Twitter is another brilliant networking tool if you are aware of the best methods to make full use of it, which is explained closely in my book on online self-promotion. While you can set everything to post on your Twitter account automatically, I find that it’s the personal attention to Twitter that will see your Follower count skyrocket. Find people with similar interests to you and start following them – they will often follow you back – and then start sharing news about your various activities with them and share useful links.
Then, here’s the most important part of Twitter, take advantage of the re-tweet options and create lists that include all your favorite friends or most relevant business connections – lists help you reach out to large groups without going public.
6. Stock Sites
For creative professionals especially, stock sites like iStockPhoto.com contain a wealth of creatives like photographers, illustrators and web designers that you could network with through the site’s message capability and forums. If you are a contributor, say of vector illustrations, you can find many other people who you share a commonality with. I know iStockphoto.com organise regular get-togethers for it’s photographer and artist contributors.
7. Gallery Openings, Launches and Exhibitions
A Google search will reveal plenty of gallery openings, exhibitions and other social events attended by creatives. There are sites that exist like Artslant.com which provide information on various events like gallery openings that you could pencil into your diary and go to.
Facebook provides a particularly good source of exhibitions that are happening all over the world, and these can be searched for within the site. Exhibitions which showcase similar work to your own could attract the kinds of people you’ll want to meet, so go along with a friend, a business card or two and start up conversations with people.
8. Company Social Events
As an independent contractor or freelancer, you will not necessarily be invited to any of your own company socials, but if you can, try and get on a social level with the companies for whom you freelance, if they are local.
Do this by developing a strong relationship with them so they almost think of you as an associate.
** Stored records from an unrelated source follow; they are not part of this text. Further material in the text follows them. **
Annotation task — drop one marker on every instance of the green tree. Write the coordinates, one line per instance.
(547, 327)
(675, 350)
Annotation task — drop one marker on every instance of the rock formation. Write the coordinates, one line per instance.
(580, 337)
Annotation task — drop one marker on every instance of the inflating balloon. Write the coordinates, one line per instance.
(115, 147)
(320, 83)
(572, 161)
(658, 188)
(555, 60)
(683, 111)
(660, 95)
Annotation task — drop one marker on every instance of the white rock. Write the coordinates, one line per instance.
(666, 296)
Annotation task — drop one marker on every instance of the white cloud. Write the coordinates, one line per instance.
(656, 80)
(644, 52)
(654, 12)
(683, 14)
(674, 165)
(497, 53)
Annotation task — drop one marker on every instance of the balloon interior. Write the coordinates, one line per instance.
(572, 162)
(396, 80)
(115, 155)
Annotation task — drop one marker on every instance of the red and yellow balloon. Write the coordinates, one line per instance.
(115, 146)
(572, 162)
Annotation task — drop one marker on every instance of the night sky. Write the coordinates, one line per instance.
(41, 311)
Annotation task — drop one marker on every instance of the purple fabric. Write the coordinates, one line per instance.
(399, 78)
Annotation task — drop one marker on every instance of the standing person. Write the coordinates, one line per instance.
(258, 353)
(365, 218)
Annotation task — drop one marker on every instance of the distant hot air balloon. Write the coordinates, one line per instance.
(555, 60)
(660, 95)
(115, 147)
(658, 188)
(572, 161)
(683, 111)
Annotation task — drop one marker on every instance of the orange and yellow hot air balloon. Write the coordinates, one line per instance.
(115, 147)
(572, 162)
You will also find good networking opportunities at company events of your friends and family, so if they’re looking for someone to accompany them to their social events, consider this a good opportunity.
9. Online Forums
Find a discussion board or forum online, such as DesignersTalk.com, and begin to engage in some of the discussions going on and make friends through there. You can nurture relationships here over time with other regular users of the forum and eventually arrange a meetup or social gathering. You can also use a forum to ask about events happening near you that others in your industry visit.
10. Business Networking Groups
A quick internet search will reveal plenty of networking groups in your area. Some will be industry- specific, like the many real estate networking events, while others will be more general. The great thing about networking events is that you know everyone is there for the same reason, so there’s no way you can be a nuisance, but you might find that there are too many freelancers like you and not enough clients to go around.
I know there are plenty of other resources that bring people together, so share those with us in the comments!